Brigitte: I have a few little bikes and antique cigarette tins along with my books. And a Peridot figurine to scare away the clods.”


Frances / 29 / Paris, France

“My books are currently organised into read (a jumble) and unread (with specific sections: unread food and travel, unread English fiction, etc). It was supposed to shame me into not buying any more until I finish this lot, at least two metres worth. There is a Japanese word for this problem, tsundoku. One day I’d like a collection of matching tree trunks to hold up the shelves, for now I have one tree and more piles of books for structure. And a collection of butterflies started by my father.

Favourite book? is a mean question. I think I have read Travels with Herodotus the most. And I have a Stephen Dunn collection by my bed because of one of Riese’s essays.”

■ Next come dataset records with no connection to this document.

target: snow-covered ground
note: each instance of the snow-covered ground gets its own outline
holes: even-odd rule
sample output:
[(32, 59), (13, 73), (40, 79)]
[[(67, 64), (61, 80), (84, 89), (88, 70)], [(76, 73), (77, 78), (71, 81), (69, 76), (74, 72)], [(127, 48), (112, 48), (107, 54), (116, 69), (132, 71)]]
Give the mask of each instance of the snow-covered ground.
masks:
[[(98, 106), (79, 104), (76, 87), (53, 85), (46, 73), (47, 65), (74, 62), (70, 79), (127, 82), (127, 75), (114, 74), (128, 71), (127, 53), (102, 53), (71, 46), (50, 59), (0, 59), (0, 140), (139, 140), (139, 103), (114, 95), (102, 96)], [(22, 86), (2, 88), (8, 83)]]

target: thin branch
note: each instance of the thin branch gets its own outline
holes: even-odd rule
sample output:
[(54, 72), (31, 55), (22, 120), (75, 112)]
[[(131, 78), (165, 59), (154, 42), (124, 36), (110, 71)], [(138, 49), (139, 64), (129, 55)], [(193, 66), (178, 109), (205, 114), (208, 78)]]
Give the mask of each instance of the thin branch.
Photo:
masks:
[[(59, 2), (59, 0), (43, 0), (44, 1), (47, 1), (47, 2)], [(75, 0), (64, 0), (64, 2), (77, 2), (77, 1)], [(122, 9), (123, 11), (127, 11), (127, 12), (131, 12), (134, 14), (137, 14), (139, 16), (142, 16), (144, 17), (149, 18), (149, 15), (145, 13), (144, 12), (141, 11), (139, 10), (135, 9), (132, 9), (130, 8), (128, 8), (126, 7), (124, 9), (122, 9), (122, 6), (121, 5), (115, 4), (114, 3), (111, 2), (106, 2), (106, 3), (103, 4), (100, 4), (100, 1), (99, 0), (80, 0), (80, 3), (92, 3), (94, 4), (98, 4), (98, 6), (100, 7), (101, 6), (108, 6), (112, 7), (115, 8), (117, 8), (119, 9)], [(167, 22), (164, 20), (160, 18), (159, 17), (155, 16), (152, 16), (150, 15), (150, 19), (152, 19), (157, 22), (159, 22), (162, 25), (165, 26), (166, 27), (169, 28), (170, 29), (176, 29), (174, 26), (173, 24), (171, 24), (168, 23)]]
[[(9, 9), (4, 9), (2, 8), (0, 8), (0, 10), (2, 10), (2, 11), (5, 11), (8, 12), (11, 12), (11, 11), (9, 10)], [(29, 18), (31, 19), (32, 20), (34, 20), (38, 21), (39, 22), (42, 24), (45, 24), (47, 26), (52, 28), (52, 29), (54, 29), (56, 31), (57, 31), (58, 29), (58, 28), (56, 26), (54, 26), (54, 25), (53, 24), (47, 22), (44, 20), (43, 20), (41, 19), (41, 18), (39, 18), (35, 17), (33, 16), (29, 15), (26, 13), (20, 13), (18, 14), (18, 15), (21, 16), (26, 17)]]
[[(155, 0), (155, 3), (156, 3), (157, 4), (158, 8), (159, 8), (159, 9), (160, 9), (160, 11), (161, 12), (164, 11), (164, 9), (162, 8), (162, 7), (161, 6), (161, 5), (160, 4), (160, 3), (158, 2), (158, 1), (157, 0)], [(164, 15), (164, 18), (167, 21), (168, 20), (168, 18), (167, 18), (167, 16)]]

Sally and Gillian / 35, 30 / Winchester, UK

“In this photo I am attempting to absorb knowledge from my current read (We Go Around in the Night and are Consumed By Fire, about lesbian gangsters in Manchester) directly into my brain. Gillian is incensed because she has read ahead in Fetch and discovers something bad happens. Our shelves are a disarray of books (lesbian science fiction, cook books, 20th century craft theory) and various sentimental mementos. The royal mugs are all Gillian’s and I have told her they are not coming with us when we move out.”


Sarah / 24 / New York, NY

“My bookshelf is quite eclectic. I have sci-fi, YA fantasy, fiction, old school lit and quite a few non fiction titles. As you can see, LGBTQ books take up the majority of my collection in each genre. My top three books this year are The Edge of the Abyss by Emily Skrutskie, Juliet Takes a Breath by Gabby Rivera and Americanah by Chimamanda Ngozi Adichie. I’d say my favorite book of all time is The Outsiders by S.E. Hinton because it was the first book that really had me falling in love with reading. My book shelf is in order of height. The middle section contains a few coffee table books. I also keep my collection of crystals on my bookshelf.”


Stef / NY

“I used to organize my books by author last name but have abandoned any kind of system for the moment. somehow, despite being 100% at book capacity all the time, I can always manage to squeeze one more onto the shelf. I can never get rid of books and frankly refuse to ever switch to a Kindle.”


Sophia / 27 / Firestone Library

“I recently had to clean several piles of books off of my desk in a shared graduate student office, some of which I squeezed two rows deep onto shelves and surfaces at home and some of which I relocated to this locker in the university library. I chose to photograph this locker because it holds many of the library books I am using for my third dissertation chapter, where all the sexuality and gender theory I didn’t want to touch with a ten-foot pole in undergrad comes bursting out as I talk about Erauso and Céspedes. These are the books I’m wrestling with as I write about the intersections between race, religion, sex, and gender, and the struggles to read and write ambiguous bodies like those of Erauso and Céspedes (who in today’s terms might be considered transgender and intersex, respectively).”